The measures taken by the Russian authorities to stabilize the ruble exchange rate are insufficient. Sberbank President and Chairman of the Board of Directors German Gref expressed this in an interview with Naila Asker-zade on the television channel:Russia 24“
“What is being done now to stabilize the exchange rate is not enough. Well, the Central Bank and the government understand this very well. Therefore, they are actively working to, firstly, understand the causes of this problem and, secondly, to find mechanisms to solve this problem,” Gref emphasized.

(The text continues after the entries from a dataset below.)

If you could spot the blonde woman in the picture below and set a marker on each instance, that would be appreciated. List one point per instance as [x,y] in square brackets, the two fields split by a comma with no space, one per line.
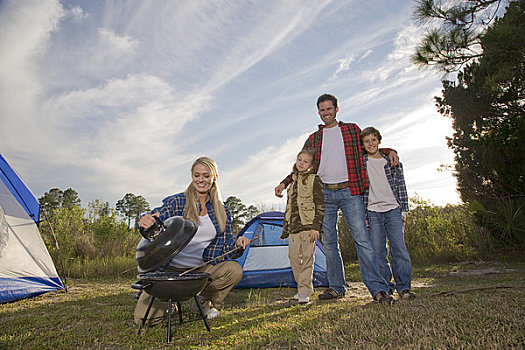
[202,204]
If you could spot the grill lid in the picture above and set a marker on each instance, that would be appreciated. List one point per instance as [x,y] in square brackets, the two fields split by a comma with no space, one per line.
[169,238]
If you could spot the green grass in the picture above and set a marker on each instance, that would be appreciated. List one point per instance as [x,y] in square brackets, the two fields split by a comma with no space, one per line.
[457,306]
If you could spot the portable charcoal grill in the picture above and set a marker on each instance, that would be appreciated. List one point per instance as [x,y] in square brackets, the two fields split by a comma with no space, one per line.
[160,243]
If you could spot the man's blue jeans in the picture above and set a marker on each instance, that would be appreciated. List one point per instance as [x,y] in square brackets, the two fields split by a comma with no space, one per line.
[390,224]
[354,213]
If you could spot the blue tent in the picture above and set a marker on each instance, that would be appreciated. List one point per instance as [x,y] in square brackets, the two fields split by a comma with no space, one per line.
[26,268]
[265,261]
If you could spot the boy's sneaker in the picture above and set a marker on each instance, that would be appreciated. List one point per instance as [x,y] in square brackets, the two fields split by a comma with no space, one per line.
[383,297]
[330,294]
[303,299]
[407,294]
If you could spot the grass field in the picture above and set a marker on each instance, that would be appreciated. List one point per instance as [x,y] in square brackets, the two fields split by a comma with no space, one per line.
[458,306]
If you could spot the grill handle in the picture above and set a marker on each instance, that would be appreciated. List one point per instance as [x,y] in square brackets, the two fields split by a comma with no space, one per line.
[141,285]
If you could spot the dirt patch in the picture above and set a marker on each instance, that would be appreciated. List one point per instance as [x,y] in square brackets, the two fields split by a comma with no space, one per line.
[481,272]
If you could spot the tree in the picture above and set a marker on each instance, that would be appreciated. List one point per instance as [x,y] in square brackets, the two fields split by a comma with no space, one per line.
[487,108]
[70,198]
[486,104]
[51,200]
[457,40]
[240,213]
[131,207]
[56,198]
[98,209]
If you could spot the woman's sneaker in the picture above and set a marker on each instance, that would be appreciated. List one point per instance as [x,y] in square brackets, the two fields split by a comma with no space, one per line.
[407,294]
[330,294]
[383,297]
[207,309]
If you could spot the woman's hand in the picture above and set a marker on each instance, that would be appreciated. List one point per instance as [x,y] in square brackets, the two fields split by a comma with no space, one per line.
[314,234]
[242,242]
[147,220]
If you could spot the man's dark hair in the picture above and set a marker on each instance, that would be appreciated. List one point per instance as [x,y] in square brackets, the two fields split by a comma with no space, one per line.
[327,97]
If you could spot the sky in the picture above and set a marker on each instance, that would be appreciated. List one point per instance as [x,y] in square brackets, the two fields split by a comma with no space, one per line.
[116,97]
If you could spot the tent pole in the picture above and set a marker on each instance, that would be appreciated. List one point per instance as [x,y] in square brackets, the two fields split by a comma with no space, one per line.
[58,251]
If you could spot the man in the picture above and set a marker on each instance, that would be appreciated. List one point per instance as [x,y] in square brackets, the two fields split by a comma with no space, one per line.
[340,165]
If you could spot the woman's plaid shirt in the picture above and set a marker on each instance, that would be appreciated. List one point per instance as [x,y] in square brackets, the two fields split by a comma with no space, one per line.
[222,243]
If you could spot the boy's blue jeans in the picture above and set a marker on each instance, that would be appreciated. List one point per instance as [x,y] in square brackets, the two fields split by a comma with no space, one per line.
[389,225]
[354,213]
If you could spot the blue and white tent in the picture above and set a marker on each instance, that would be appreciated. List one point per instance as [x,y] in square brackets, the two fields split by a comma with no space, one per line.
[26,268]
[265,261]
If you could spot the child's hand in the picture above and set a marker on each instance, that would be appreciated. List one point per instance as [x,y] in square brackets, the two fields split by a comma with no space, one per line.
[279,190]
[314,234]
[394,159]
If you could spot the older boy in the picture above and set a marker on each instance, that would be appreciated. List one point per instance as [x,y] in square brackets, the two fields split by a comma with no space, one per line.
[386,203]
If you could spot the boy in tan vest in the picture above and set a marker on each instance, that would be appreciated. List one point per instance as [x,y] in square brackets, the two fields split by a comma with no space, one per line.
[303,221]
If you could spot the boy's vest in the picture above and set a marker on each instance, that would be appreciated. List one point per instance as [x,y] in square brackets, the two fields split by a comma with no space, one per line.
[305,198]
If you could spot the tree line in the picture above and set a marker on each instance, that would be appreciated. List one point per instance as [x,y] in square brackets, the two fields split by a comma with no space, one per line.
[485,100]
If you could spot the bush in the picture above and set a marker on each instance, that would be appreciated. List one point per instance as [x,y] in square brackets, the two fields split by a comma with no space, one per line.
[101,245]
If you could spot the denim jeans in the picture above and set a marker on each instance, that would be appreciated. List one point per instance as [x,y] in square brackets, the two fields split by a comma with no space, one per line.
[390,225]
[354,213]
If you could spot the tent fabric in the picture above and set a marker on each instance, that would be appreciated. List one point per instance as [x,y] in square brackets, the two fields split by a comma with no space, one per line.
[19,190]
[26,268]
[265,261]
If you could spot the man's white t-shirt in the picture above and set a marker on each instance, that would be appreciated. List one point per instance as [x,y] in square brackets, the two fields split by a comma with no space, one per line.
[191,255]
[332,168]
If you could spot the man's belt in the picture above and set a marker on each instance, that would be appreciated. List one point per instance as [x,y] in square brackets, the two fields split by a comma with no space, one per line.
[338,186]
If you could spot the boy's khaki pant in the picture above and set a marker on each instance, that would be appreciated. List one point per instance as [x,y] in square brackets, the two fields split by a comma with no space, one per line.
[225,275]
[302,255]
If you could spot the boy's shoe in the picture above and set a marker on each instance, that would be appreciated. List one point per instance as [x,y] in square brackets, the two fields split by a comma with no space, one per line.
[383,297]
[303,299]
[407,294]
[330,293]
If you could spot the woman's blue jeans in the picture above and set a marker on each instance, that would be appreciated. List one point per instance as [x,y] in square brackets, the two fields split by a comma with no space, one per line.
[354,213]
[389,225]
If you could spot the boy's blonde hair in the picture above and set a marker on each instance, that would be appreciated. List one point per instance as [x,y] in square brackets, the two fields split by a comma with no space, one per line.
[309,151]
[191,208]
[369,131]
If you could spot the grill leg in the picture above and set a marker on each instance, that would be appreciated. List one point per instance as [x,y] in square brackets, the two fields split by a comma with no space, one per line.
[146,315]
[202,313]
[179,306]
[168,335]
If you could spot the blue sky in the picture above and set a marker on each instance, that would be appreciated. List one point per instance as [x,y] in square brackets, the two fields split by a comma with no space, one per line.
[111,97]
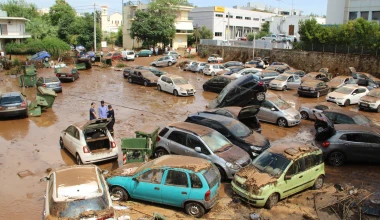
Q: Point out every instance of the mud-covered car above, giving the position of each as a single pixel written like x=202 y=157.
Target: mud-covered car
x=181 y=181
x=194 y=140
x=252 y=142
x=89 y=141
x=371 y=101
x=77 y=192
x=248 y=89
x=279 y=172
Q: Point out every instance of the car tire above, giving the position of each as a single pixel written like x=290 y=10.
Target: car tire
x=336 y=158
x=194 y=209
x=282 y=122
x=318 y=184
x=120 y=192
x=304 y=115
x=271 y=201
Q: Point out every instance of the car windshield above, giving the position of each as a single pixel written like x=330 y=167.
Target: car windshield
x=271 y=163
x=215 y=140
x=344 y=90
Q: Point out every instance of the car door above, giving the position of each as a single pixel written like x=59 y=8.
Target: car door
x=147 y=186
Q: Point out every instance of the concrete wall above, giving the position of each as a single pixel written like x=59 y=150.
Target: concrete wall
x=307 y=61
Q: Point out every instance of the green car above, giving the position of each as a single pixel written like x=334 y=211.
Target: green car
x=144 y=53
x=279 y=172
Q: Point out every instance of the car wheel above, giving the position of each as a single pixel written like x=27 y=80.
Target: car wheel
x=79 y=161
x=347 y=103
x=304 y=115
x=194 y=209
x=318 y=184
x=161 y=152
x=271 y=201
x=119 y=192
x=336 y=159
x=282 y=122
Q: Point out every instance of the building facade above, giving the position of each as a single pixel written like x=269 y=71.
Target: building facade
x=228 y=23
x=12 y=29
x=341 y=11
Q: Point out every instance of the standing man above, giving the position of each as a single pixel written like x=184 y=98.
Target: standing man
x=102 y=110
x=92 y=111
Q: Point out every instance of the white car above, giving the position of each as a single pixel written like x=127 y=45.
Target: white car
x=347 y=95
x=175 y=85
x=89 y=141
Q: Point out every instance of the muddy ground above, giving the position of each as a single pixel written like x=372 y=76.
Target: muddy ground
x=32 y=144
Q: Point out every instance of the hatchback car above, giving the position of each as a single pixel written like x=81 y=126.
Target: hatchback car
x=50 y=82
x=347 y=95
x=89 y=141
x=144 y=77
x=248 y=89
x=13 y=104
x=194 y=140
x=176 y=85
x=313 y=88
x=279 y=172
x=164 y=61
x=74 y=190
x=285 y=81
x=187 y=182
x=216 y=84
x=252 y=142
x=371 y=101
x=278 y=111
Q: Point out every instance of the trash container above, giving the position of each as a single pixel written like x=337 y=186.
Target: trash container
x=48 y=94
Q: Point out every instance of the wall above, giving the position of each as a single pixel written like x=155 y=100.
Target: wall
x=307 y=61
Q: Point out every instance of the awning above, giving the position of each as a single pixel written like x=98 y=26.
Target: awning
x=185 y=26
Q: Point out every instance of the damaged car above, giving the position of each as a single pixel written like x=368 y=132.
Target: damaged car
x=279 y=172
x=180 y=181
x=183 y=138
x=89 y=141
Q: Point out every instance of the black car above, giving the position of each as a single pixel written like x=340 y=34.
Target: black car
x=247 y=89
x=252 y=142
x=216 y=84
x=144 y=77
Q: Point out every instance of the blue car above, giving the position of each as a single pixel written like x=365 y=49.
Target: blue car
x=43 y=55
x=188 y=182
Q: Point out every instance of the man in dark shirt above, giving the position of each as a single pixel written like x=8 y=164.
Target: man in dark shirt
x=92 y=111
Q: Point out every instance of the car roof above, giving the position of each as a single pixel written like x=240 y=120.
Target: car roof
x=197 y=129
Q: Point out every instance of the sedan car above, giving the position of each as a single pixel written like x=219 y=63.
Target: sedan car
x=13 y=104
x=278 y=111
x=50 y=82
x=76 y=190
x=89 y=141
x=187 y=182
x=347 y=95
x=313 y=88
x=144 y=77
x=285 y=81
x=216 y=84
x=252 y=142
x=176 y=85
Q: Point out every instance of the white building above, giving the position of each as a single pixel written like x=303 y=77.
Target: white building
x=341 y=11
x=288 y=25
x=11 y=29
x=239 y=24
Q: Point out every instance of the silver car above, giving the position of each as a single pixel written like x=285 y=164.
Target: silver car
x=278 y=111
x=194 y=140
x=164 y=61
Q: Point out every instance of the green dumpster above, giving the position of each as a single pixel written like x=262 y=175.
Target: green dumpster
x=48 y=94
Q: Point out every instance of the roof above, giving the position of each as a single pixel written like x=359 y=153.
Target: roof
x=198 y=129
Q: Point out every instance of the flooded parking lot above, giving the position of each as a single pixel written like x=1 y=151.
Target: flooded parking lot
x=33 y=143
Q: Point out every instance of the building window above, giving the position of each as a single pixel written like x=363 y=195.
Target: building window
x=353 y=15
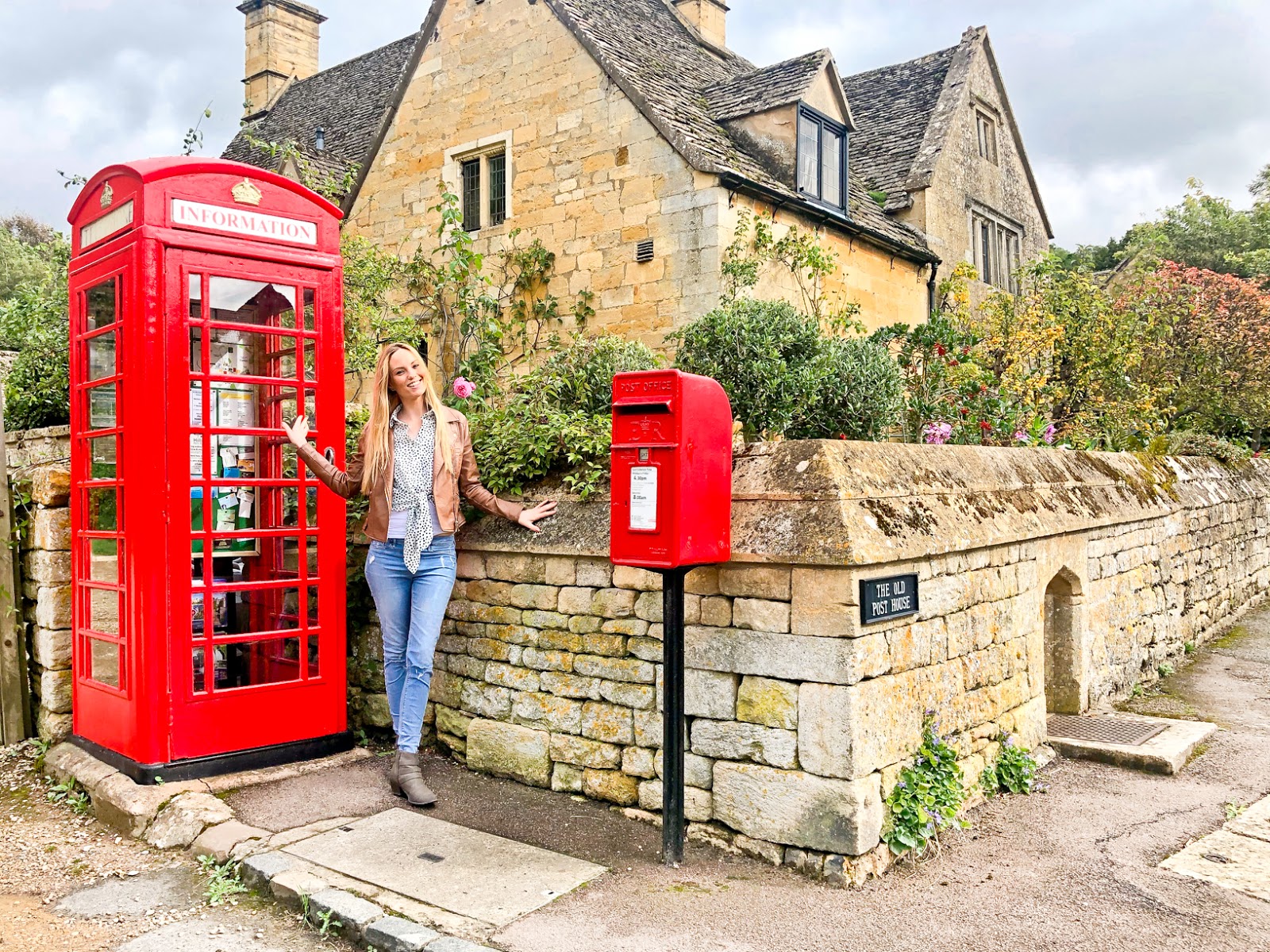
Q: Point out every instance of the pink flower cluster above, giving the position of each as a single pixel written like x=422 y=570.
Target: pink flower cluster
x=937 y=433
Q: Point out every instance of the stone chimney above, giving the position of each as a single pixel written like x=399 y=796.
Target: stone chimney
x=709 y=17
x=281 y=46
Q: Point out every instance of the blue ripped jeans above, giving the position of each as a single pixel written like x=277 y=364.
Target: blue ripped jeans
x=410 y=607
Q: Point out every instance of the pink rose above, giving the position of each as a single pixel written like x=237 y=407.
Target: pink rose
x=937 y=433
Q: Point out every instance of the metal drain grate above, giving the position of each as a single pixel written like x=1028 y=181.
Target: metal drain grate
x=1103 y=730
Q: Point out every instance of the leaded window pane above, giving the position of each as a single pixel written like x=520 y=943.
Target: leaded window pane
x=471 y=194
x=831 y=168
x=497 y=188
x=808 y=156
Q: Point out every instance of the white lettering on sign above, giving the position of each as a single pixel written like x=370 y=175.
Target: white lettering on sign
x=643 y=497
x=239 y=221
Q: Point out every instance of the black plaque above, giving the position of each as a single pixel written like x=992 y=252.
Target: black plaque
x=883 y=600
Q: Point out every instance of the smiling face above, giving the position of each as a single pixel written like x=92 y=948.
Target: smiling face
x=406 y=374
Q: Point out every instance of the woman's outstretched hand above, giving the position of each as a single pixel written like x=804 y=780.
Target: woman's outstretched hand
x=543 y=511
x=298 y=432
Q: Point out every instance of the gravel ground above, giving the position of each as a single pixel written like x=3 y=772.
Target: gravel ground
x=1070 y=869
x=52 y=857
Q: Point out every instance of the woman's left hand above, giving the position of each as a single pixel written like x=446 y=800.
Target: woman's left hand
x=529 y=517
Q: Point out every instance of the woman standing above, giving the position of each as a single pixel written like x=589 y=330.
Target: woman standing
x=413 y=463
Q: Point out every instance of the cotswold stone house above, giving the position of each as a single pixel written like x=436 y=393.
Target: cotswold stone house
x=629 y=139
x=937 y=143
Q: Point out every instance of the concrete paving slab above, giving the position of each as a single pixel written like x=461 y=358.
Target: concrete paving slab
x=393 y=935
x=1227 y=860
x=1254 y=822
x=133 y=895
x=1165 y=753
x=196 y=937
x=471 y=873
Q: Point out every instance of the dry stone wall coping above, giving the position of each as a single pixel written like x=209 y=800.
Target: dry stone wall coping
x=845 y=503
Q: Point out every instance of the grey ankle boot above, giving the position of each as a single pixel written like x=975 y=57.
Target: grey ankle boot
x=410 y=780
x=394 y=785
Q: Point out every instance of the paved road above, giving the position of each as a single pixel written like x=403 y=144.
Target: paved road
x=1072 y=869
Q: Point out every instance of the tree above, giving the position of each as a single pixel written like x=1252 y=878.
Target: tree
x=31 y=253
x=1212 y=366
x=1200 y=232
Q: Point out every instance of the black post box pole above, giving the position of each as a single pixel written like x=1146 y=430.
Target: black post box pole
x=672 y=716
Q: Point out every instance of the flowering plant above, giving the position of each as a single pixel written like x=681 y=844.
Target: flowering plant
x=927 y=797
x=937 y=433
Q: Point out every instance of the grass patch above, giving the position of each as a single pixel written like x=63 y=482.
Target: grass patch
x=222 y=880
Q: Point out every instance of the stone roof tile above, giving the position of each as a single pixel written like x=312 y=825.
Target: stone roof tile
x=893 y=108
x=768 y=88
x=664 y=69
x=348 y=102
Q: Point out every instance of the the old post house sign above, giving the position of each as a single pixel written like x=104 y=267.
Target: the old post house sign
x=893 y=597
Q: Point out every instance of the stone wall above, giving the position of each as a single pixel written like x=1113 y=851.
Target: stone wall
x=46 y=594
x=25 y=448
x=1041 y=573
x=38 y=465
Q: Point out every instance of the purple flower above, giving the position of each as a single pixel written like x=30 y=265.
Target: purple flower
x=937 y=433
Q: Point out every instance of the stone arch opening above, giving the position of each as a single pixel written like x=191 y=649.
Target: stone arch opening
x=1064 y=622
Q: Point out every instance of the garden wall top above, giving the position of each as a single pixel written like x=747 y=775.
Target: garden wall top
x=855 y=503
x=41 y=446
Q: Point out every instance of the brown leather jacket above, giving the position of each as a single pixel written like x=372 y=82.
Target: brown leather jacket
x=444 y=488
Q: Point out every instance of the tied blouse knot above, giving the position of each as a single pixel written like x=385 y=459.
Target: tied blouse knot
x=414 y=511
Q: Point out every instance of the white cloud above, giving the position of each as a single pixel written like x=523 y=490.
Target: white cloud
x=1119 y=103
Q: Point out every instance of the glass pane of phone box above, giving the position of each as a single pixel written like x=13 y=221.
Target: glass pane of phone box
x=245 y=612
x=247 y=663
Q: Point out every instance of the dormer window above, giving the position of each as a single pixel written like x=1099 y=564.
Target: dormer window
x=822 y=158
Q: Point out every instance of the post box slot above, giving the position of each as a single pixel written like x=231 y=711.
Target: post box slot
x=654 y=406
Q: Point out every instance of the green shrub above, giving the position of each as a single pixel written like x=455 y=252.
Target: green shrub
x=37 y=390
x=768 y=357
x=1014 y=771
x=556 y=419
x=861 y=397
x=581 y=378
x=1195 y=443
x=926 y=797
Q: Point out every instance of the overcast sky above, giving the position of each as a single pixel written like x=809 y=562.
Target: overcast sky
x=1119 y=103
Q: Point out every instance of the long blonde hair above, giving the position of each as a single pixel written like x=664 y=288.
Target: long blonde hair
x=384 y=401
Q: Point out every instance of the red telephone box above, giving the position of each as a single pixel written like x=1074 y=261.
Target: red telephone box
x=671 y=470
x=209 y=570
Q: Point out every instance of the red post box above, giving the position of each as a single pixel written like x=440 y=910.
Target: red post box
x=207 y=569
x=671 y=511
x=671 y=471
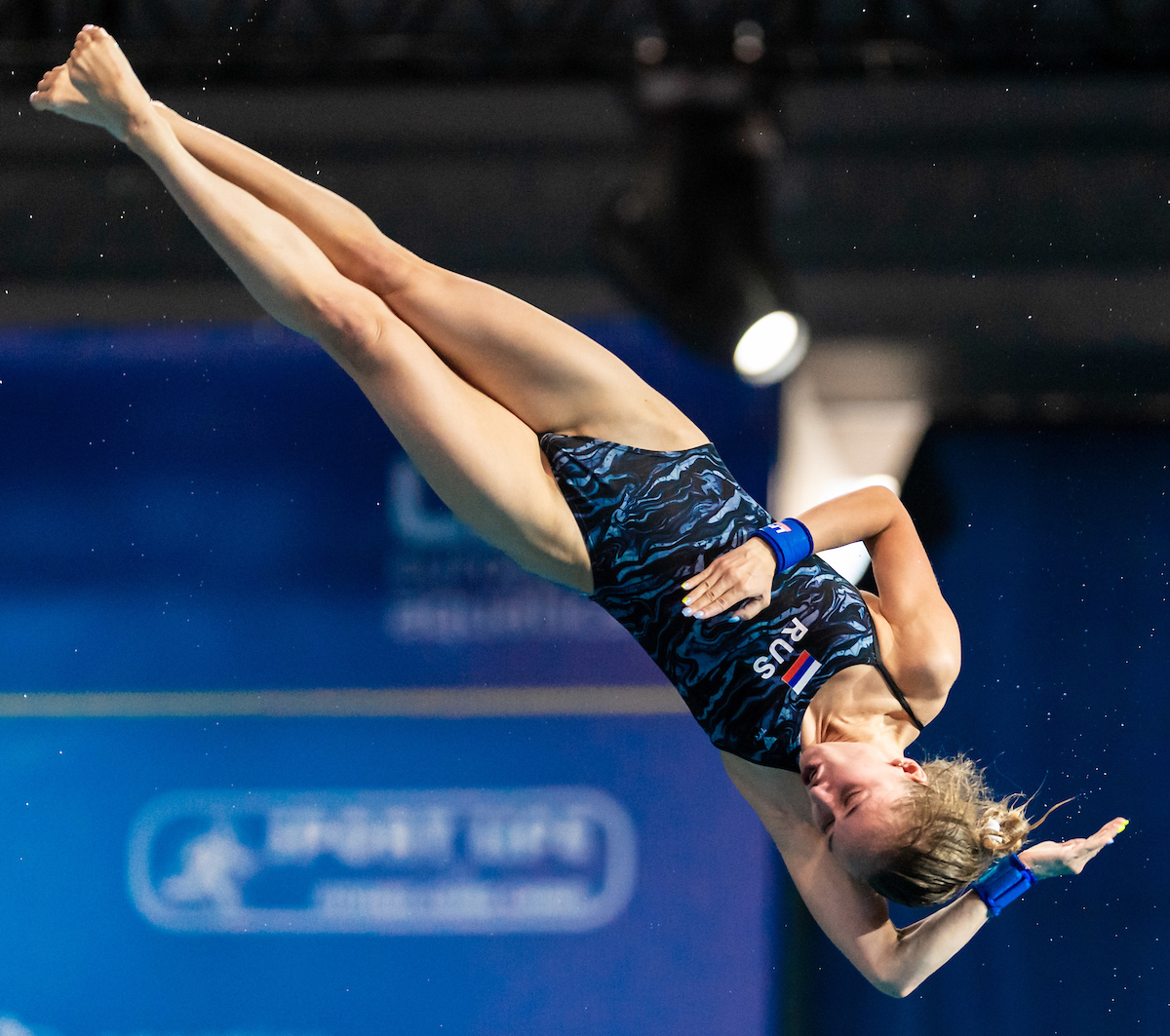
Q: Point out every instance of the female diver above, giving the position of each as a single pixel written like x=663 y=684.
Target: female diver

The other day, Associate Professor at the Department of Global Financial Markets and Fintech at the Russian University of Economics. GV Plekhanov Denis Perepelitsa, in a conversation with socialbites.ca, noted that the coordinated actions of Russian monetary authorities were able to keep the dollar in the 85-90 corridor for a long time. The economist explained that the increase in dollar and euro exchange rates in the summer months was due to the increase in capital outflow, the decrease in exporters’ incomes and, accordingly, the decrease in their sales.
Perepelitsa listed the steps taken to stabilize the ruble exchange rate as follows: “An agreement was reached with exporters on the regular sale of a part of export revenues, and efforts were made to strengthen control over capital outflow.”
A year and a half ago in the spring, the Central Bank of the Russian Federation decided that it was impossible to transfer money abroad from the accounts of residents of Russia – these are legal entities and individuals. Later, as the situation developed, this obligation was relaxed and now a limit of 1 million dollars was introduced for sending abroad.
On Monday and Tuesday, the ruble exchange rate strengthened sharply. On the Moscow Stock Exchange on Tuesday, dollar and euro rates fell below 93 rubles and 100 rubles, respectively. Now the dollar costs more than 96 rubles, the euro is 103 rubles.
Previously “socialbites.ca” saidThis led to a sharp strengthening of the ruble exchange rate.